A
 recent survey of U.S. foreign policy reveals a major change: For the 
first time in nearly five decades, a majority of Republicans say the 
United States should stay out of, rather than play an active role in, 
world affairs. The Chicago Council Survey,
 conducted by the Chicago Council on Global Affairs, found that the 
shift was led primarily by so-called Trump Republicans—the 47 percent of
 Republicans who held a very favorable view of Donald Trump.
Debates about America’s role in the world are hardly new; nor is the 
argument that Washington would be better off focusing on domestic 
issues. What seems new, however, is the concentration of people who hold
 those views not only in one party, but specifically within the 
pro-Trump wing of the GOP.
“It’s very important to understand that what’s happening is not some 
kind of secular change, or that America’s becoming more isolationist as a
 whole,” said Ivo Daalder, the CEO of the Chicago Council on Global 
Affairs, speaking on FP Live.
 “There is one major political force in this country, led by a singular 
individual, who has been able to mobilize a movement. Not that that 
sentiment didn’t exist, but it wasn’t this salient, and it wasn’t used 
as a means to mobilize political power. It is now—and that’s why it’s 
getting more attention.”
Daalder, who is also a former U.S. ambassador to NATO, explained why 
he felt Washington needed to overcome the Trump Republican consensus 
about not giving to Ukraine. “The United States needs to stand up, 
because we’re the only ones standing in the way of Ukraine losing—and it
 can lose the war.
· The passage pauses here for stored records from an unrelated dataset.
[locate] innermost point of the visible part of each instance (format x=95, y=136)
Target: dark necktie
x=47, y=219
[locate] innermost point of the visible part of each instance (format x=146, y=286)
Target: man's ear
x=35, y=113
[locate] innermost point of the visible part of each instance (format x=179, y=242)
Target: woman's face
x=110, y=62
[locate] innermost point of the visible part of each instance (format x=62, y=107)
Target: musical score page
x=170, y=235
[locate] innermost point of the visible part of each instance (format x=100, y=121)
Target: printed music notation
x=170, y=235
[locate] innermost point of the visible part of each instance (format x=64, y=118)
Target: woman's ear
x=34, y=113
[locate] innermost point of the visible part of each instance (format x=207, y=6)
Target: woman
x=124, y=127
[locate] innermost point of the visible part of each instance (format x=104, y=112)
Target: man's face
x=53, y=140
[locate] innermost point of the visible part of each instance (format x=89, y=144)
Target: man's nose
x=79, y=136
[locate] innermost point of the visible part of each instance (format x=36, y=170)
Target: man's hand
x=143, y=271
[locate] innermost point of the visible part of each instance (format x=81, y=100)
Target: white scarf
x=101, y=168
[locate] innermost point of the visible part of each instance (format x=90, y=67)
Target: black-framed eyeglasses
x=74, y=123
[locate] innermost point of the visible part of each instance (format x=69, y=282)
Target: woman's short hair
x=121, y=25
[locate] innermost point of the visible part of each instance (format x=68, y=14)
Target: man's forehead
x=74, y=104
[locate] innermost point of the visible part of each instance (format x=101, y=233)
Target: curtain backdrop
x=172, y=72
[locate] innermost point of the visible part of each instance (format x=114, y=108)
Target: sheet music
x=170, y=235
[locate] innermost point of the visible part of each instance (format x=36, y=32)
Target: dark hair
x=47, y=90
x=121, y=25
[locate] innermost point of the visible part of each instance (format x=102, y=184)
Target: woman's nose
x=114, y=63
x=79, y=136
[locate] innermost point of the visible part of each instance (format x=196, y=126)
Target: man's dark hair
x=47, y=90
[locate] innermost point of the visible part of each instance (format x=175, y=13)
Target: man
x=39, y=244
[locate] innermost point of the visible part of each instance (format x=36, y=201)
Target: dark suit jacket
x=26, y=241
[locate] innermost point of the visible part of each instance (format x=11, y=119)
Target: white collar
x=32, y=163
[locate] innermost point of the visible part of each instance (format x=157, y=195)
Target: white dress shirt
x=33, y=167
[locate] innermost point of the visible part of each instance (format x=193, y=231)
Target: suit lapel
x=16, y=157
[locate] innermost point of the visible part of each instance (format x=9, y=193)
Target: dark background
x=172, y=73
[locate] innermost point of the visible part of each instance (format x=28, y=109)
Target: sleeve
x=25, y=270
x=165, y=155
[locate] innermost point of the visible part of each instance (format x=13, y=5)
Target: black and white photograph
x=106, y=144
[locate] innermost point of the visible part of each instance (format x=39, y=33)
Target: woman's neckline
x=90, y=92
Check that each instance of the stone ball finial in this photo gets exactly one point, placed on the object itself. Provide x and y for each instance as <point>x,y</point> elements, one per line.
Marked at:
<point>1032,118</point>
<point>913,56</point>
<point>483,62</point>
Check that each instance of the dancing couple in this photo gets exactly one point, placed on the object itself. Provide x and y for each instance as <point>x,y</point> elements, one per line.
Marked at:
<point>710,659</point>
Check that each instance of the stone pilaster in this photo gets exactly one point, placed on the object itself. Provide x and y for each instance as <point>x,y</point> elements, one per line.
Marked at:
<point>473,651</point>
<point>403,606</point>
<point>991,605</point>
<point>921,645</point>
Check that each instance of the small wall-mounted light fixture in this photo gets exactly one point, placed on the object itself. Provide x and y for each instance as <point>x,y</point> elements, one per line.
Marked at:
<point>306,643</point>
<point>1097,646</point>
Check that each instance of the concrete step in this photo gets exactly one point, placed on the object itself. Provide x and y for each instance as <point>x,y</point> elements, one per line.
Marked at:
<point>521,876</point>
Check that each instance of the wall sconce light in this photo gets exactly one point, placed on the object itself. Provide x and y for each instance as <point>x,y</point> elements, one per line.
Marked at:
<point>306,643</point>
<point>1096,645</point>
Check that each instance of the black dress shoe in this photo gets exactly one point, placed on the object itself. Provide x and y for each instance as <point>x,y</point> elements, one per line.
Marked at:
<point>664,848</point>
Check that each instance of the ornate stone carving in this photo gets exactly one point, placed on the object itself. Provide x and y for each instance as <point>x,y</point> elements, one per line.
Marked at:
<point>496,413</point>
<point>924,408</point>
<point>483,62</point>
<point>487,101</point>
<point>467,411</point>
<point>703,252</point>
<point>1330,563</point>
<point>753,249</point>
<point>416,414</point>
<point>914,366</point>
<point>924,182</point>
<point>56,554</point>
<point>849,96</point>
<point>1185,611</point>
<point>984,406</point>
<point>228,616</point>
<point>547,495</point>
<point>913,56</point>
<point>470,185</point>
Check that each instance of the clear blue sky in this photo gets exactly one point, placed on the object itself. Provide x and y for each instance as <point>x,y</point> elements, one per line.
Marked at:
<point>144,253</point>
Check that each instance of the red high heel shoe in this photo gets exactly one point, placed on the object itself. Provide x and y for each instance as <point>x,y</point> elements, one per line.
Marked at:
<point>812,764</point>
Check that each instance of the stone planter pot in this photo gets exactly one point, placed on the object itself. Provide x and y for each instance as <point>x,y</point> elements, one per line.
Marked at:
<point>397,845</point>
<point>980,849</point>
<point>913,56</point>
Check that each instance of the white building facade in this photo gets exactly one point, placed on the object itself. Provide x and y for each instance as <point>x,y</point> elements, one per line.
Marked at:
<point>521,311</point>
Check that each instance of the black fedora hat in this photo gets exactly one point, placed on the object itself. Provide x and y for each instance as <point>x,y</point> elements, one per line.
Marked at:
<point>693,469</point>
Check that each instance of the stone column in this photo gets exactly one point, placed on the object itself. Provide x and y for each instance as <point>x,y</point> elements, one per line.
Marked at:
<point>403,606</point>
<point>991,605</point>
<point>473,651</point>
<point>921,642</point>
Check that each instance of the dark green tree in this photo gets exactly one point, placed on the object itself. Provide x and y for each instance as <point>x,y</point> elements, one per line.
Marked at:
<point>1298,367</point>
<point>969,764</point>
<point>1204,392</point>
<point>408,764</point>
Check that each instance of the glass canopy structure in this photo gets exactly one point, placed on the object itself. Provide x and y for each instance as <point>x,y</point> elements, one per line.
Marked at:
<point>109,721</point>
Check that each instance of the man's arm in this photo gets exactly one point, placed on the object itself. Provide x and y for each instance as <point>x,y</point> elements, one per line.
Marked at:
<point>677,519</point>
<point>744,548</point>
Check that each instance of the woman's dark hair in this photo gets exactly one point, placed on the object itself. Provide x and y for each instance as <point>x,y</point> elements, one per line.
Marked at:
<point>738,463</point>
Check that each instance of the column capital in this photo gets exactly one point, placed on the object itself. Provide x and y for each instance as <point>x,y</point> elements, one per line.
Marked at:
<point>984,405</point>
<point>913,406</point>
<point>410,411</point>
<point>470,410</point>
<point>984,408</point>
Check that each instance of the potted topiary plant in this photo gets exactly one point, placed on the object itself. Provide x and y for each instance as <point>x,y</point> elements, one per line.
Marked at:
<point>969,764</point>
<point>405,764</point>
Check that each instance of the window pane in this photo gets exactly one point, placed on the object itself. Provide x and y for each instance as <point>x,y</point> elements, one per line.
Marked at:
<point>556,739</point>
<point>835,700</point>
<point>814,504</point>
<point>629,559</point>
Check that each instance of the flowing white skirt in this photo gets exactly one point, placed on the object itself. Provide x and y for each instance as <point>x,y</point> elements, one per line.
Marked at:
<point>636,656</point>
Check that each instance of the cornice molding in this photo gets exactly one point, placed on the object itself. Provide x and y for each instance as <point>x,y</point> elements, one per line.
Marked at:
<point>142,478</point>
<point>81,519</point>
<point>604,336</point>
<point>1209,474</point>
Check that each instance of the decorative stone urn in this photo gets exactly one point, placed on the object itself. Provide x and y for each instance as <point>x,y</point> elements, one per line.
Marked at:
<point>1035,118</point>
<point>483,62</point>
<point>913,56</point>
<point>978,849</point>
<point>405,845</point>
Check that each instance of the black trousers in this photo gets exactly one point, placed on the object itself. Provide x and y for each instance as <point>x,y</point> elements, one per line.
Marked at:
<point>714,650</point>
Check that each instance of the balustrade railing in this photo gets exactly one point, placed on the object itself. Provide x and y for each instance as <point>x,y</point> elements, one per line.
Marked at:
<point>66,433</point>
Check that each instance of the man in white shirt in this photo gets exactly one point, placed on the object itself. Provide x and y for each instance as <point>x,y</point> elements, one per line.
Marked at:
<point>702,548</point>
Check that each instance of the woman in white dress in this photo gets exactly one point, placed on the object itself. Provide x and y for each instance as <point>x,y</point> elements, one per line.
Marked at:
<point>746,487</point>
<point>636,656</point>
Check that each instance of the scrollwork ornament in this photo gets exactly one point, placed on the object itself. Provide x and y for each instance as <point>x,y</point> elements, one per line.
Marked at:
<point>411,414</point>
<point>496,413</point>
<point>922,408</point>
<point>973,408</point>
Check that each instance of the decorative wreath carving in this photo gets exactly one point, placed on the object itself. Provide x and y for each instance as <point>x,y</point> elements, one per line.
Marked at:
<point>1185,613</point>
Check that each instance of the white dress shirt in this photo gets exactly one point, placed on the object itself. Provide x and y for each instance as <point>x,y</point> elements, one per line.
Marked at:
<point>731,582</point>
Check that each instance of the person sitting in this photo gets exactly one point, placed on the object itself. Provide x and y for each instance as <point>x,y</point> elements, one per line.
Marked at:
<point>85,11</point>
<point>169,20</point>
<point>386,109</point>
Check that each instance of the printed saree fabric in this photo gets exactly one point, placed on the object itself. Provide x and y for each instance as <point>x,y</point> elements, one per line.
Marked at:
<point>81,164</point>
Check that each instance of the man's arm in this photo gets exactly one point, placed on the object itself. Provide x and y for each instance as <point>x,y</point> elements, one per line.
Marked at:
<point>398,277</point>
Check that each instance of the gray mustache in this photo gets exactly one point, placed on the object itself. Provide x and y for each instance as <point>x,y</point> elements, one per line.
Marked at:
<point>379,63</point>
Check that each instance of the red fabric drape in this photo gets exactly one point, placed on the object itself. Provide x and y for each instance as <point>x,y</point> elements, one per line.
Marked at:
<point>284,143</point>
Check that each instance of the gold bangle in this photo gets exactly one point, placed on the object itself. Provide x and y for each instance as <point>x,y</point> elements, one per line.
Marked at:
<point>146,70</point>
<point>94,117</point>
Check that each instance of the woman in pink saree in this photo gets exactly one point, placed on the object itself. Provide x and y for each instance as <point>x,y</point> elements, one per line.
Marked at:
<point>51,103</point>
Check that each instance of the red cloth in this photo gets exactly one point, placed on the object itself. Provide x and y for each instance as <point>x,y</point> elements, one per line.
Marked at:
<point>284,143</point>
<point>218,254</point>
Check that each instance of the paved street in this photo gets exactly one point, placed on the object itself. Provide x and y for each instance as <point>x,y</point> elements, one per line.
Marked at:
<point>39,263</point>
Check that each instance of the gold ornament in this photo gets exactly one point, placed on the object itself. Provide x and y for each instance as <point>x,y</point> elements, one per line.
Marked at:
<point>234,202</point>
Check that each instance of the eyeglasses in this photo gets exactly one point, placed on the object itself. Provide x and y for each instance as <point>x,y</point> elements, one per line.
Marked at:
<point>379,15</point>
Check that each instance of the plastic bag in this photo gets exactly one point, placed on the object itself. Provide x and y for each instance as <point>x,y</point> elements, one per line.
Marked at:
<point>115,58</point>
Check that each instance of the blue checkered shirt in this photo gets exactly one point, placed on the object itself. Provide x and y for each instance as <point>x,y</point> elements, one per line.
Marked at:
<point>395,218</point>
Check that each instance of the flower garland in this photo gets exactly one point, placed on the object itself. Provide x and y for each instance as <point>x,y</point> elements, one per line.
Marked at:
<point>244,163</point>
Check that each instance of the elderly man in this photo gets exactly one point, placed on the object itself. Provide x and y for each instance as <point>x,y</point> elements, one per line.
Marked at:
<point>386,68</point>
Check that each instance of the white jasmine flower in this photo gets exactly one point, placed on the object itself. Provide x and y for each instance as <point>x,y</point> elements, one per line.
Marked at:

That would be a strategic disaster not just for 
Ukraine, not just for Europe, but frankly, for the United States. We’ve 
been here before. Big wars in Europe don’t end with the United States 
staying at home but with the United States getting involved in those big
 wars itself. That’s what happened in World War I. It’s what happened in
 World War II. What we want to do is to prevent World War III.”